Michael McKillop’s stunning front-running delivers second World Championship gold
Jason Smyth out to complete his double today in 100 metres
Michael McKillop celebrates winning the Men’s 1500m T38 final. Photograph: Getty Images
Some athletes have a hard time peaking again in post-Olympic year, but not Jason Smyth and Michael McKillop. Unless Smyth false-starts in today’s 100 metres final at the IPC World Championships in Lyon he will win another sprint double, just like he did at the London Paralympics last year.
McKillop, however, has already beaten Smyth to that feat, completing another middle distance double in the most emphatic style possible. Having won the 800 metres on Sunday with apparent ease, McKillop simply dominated the 1,500 metres yesterday with the sort of front-running tactics rarely seen in international competition.
His time proved as much – his 4:10.17 knocking some four and a half seconds off his own previous T38 championship best, set two years ago in Christchurch. The 23-year-old took up the running after 800 metres and no one else got a look in, although Tunisia’s Abbes Saidi ran well to take silver in 4:12.78, with Australia’s Deon Kenzie winning bronze in a personal best time of 4:14.21.
“I knew I was in good shape since Sunday and I was quite happy with the way it went,” said McKillop, who also won the 800 metres in a championship best of 1:57.17. “I sat until 800 metres to go and kicked on after that. I don’t know how big a gap I had on them, but I just kept pushing and pushing and relaxed the last 50 to 60 metres to the line.”
His only worry afterwards was the blistering on his feet – an almost inevitable side-effect to such blistering running – although McKillop admits he should be fine for the London Paralympics Anniversary Games, which take place back in the Olympic Stadium this Sunday.
By then Smyth will surely have won his second gold as well, having broke his own championship record in the T13 100 metres semi-finals yesterday morning.
Rooming with McKillop in Lyon, the 26-year-old from Derry ran 10.72, easily the fastest qualifier, with Namibia’s Nambala Johannes finishing second, who ran a personal best of 11.05.

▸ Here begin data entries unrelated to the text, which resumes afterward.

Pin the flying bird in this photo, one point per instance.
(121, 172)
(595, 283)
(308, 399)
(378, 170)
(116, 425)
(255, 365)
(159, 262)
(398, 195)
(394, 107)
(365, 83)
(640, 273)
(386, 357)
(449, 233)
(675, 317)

South Africa’s Jonathan Ntutu won other semi-final in a time of 10.99, but once again Smyth looks to be in a class of his own – having won the 200m on Sunday in 21.05 seconds to equal his own world record.
James Nolan, Head of Irish Paralympic Athletics, was thrilled with Smyth’s display.
“Jason got out amazingly well in his 100 metres semi-final and had the field put away after 20 metres.
“He looked very relaxed running 10.7 and the championship record. With Jason in this form the final will be very exciting.”